Saturday, August 3, 2019

registration - Can a form be too easy to complete?


I've been working on the onboarding/registration section of my product for some time now.



We've managed to reduce the form to only one text field. Users register via social login (traditional login currently being developed) and after that the only requirement is a group name. See image below.


enter image description here


UX goals for registration/form is always to make it easy, intuitive and short (See here, here and here.


However, can registration/forms be too easy?


I can imagine users might have trust issues ("This can't be just it. Must be fake") or judge the product as broken or unprofessional with very easy forms.


Edit


To clarify; when someone logs in, creating a group is a requirement. Traditional login is something that's currently in development.



Answer



It depends


In the general case, the fewer forms you have the higher the conversion rate. However, if the form lacks important information for the users, like trust signals or other specific info, your completion rate will drop.

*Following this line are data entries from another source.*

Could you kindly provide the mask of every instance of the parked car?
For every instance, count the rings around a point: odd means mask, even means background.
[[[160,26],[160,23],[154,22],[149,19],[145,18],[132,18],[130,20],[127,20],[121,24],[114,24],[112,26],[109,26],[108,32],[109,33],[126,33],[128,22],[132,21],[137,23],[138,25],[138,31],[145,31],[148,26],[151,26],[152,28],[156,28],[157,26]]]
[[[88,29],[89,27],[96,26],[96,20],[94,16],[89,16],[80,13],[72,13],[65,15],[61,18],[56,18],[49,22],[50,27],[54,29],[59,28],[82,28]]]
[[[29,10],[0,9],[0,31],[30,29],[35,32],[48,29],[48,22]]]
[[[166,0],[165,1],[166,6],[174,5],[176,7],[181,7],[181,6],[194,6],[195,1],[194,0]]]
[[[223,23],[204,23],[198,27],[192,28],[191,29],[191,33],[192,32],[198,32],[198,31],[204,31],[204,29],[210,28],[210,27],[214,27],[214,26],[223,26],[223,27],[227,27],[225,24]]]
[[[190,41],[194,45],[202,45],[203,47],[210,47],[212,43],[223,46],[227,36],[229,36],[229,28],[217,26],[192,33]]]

One thing at a time is much easier for the brain to process.



"Two stimuli therfore achieve worse results than just one. It seems contrary to common sense, but we believe that the reason for it is that the brain wants to save energy,"


Germund Hesslow, Source



That's why when we are presented with one complex and one simple task most of the times we prefer to do the simple one. That's because our brain is constantly trying to save precious energy. In our case if we have two forms we should process twice as much information as with one form. On a low processing level the brain will prefer to process one stimulus instead of more. Our brain likes simple stuff.


Related studies:


There are a number of studies exploring this question. You can search google with this query for more.


In general, the fewer forms you have, the higher your conversion rate. As you can see from the articles that you've linked, they all advise reducing the number of registration form fields.


A study by Oracle's Egan Cheung based on 1500 forms found almost a linear relationship between the number forms and the conversion rate:



graph showing the conversion rate decreasing as the number of form fields increases


However, other study by vwo found that removing too much information from the form might yield a lower conversion rate. In one of the variants they stripped down a 3 form field and got 10% better conversion rate than the control version. However, when they trimmed more forms and removed navigation they got only 2.78% better conversion rate than the control.


Image of table showing results and confidence intervals


Test for missing information


Because your interface is different than those in the studies above your results will be different. You should test what happens in your specific case. The result from the last study shows that sometimes you might trim valuable information that users need. Therefore, you should test if your form lacks some information that's crucial to users.


If you can attach conversion rate tracking to the form, then create different variations and compare them using A/B testing: you will receive valid, objective data. User tests will also help a lot in answering your question.